Two-dimensional hole precession in an all-semiconductor spin field effect transistor

TL;DR

This paper provides a comprehensive theoretical analysis of a spin field-effect transistor based on holes in a quantum well, including detailed modeling of transport phenomena and spin precession effects.

Contribution

It introduces a complete theoretical framework for hole-based spin FETs, incorporating both heavy- and light-hole bands and complex interface and interference effects.

Findings

Numerical results match analytical formulas for device current.

Gate voltage effectively controls spin precession and current.

The model accurately predicts transport behavior in the proposed structure.

Abstract

We present a theoretical study of a spin field-effect transistor realized in a quantum well formed in a p--doped ferromagnetic-semiconductor- nonmagnetic-semiconductor-ferromagnetic-semiconductor hybrid structure.

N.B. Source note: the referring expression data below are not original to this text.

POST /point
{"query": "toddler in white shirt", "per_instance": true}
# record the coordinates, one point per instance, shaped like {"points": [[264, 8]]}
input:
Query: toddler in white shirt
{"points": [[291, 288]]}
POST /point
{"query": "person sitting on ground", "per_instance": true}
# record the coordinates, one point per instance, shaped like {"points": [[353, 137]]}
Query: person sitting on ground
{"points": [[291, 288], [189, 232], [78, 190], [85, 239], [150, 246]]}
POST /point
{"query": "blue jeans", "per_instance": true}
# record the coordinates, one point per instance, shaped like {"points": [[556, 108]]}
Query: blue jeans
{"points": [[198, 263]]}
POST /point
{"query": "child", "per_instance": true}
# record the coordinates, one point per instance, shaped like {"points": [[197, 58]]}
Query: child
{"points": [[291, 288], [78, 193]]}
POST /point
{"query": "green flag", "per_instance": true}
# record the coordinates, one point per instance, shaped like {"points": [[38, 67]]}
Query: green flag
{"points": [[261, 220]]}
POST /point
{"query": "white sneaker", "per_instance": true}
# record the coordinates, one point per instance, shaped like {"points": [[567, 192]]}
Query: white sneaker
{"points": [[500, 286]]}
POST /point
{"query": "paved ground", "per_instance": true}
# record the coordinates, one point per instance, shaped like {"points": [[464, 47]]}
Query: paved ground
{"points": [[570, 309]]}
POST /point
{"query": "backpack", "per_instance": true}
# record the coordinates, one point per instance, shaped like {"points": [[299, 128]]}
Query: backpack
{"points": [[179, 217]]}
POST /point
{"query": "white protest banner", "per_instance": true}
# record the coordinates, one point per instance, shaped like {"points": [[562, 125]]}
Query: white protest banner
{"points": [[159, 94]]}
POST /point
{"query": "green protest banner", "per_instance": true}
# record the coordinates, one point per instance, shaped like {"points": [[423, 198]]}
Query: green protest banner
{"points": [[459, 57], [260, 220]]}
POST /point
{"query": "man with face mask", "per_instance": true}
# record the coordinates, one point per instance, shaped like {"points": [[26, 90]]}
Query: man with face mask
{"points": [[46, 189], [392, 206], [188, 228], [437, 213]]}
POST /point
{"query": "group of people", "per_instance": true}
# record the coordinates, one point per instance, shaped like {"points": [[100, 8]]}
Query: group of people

Based on an envelope-function approach for the hole bands in the various regions of the transistor, we derive the complete theory of coherent transport through the device, which includes both heavy- and light-hole subbands, proper modeling of the mode matching at interfaces, integration over injection angles, Rashba spin precession, interference effects due to multiple reflections, and gate-voltage dependences. Numerical results for the device current as a function of externally tunable parameters are in excellent agreement with approximate analytical formulae.